Aceito eu os meus sentimentos e emoções?

Experimentamos flutuações de humor naturais no nosso dia-a-dia. Sentimo-nos “em cima” e, num momento, ficamos “em baixo”. 

No entanto, alguns sentimentos são banidos da consciência pela nossa programação precoce. Por exemplo: sempre tive dificuldades em admitir o meu medo, pois o meu pai insistia em que “um homem não tem medo de ninguém nem de nada”. Algumas pessoas reprimem todo e qualquer sentimento de ciúme ou de auto-satisfação. Alguém lhes ensinou que tais sentimentos não são permitidos. Um sentimento válido, mas que é condenado universalmente, é o de ter pena de si mesmo. Já ouvimos ou fizemos a acusação: “O que você tem é pena de si mesmo!”

Lidamos com as emoções de acordo com o que pensamos sobre elas. Devemos, por isso, perguntar-nos se há emoções em nos que impeçam a nossa auto-aceitação.

 Posso sentir medo, mágoa, raiva, ciúme, ressentimento, satisfação ou pena de mim mesmo sem me condenar e criticar por isso?

Há sentimentos que eu gostaria de esconder, esperando que desaparecessem?

Aceito eu a minha personalidade?

Sem entrar em pormenores, posso dizer que há vários tipos de personalidade. 
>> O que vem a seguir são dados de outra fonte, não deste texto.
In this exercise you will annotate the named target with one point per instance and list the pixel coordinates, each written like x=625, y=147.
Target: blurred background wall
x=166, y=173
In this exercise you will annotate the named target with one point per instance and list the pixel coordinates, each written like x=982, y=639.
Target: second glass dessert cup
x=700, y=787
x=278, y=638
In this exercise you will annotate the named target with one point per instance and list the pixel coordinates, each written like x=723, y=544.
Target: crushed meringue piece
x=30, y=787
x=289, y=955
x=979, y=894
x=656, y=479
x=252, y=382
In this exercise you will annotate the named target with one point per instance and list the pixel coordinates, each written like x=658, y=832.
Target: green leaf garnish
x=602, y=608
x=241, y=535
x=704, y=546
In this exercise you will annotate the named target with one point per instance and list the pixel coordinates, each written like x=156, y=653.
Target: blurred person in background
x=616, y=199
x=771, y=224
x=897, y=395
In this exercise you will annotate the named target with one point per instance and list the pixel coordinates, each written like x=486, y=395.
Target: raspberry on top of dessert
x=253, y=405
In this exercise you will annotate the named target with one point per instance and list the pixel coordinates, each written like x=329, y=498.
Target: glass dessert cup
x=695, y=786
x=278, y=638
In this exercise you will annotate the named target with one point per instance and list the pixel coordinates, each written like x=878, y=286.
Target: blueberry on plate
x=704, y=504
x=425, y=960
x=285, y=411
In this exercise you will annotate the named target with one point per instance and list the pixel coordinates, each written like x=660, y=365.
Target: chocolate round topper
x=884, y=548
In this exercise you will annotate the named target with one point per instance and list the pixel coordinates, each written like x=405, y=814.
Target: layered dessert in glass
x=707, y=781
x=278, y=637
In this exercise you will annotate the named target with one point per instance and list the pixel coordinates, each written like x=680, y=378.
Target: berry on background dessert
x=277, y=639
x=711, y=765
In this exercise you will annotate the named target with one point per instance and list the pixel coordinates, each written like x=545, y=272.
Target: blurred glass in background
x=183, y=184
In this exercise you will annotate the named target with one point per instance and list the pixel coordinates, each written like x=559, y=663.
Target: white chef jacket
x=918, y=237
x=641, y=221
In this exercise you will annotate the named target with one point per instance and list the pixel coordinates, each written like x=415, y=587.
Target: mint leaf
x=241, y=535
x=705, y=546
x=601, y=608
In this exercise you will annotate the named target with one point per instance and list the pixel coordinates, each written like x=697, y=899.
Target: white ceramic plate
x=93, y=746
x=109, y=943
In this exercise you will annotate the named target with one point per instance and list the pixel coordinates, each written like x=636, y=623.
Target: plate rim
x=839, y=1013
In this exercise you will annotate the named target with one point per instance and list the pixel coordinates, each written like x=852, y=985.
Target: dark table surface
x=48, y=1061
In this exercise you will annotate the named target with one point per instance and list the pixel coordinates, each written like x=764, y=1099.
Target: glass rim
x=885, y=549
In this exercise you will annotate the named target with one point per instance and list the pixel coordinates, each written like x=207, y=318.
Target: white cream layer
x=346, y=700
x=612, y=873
Estes são determinados em parte pela genética, em parte por uma programação precoce. Claro que dentro de cada tipo de personalidade há indivíduos saudáveis e não-saudáveis. Apesar de haver sempre espaço para o crescimento, há também um tipo básico entranhado dentro de cada pessoa. Algumas são extrovertidas, outras introvertidas. Algumas já nascem líderes, outras são engraçadas, outras nem sabem ler uma piada. Algumas são duras, outras sensíveis. Mas cada uma e única, diferente de todas as outras. As nossas qualidades distinguem-nos e as nossas limitações definem-nos. Até onde conheço a minha personalidade e sou feliz por ser quem sou? Sinto atracão ou rejeição pela pessoa que sou?

 

Para compreender melhor a minha personalidade, posso fazer uma lista de cinco qualidades que me definem: quieto, simples, diplomático, engraçado, falador, emotivo, solidário, solitário, alegre, preocupado e assim por diante. Depois, posso pedir a um amigo, íntimo e muito honesto, para fazer também uma lista das qualidades que melhor me descrevem, que captam a minha personalidade.

Colocar as duas listas lado a lado pode ser um ponto de partida. A minha personalidade expressa-se através das minhas ações.

Gosto do que vejo, ou estou dececionado comigo mesmo?

Gostaria de mudar a minha personalidade de um modo radical ou estou satisfeito com a minha maneira de ser?

Escolheria alguém como eu para ser meu amigo íntimo?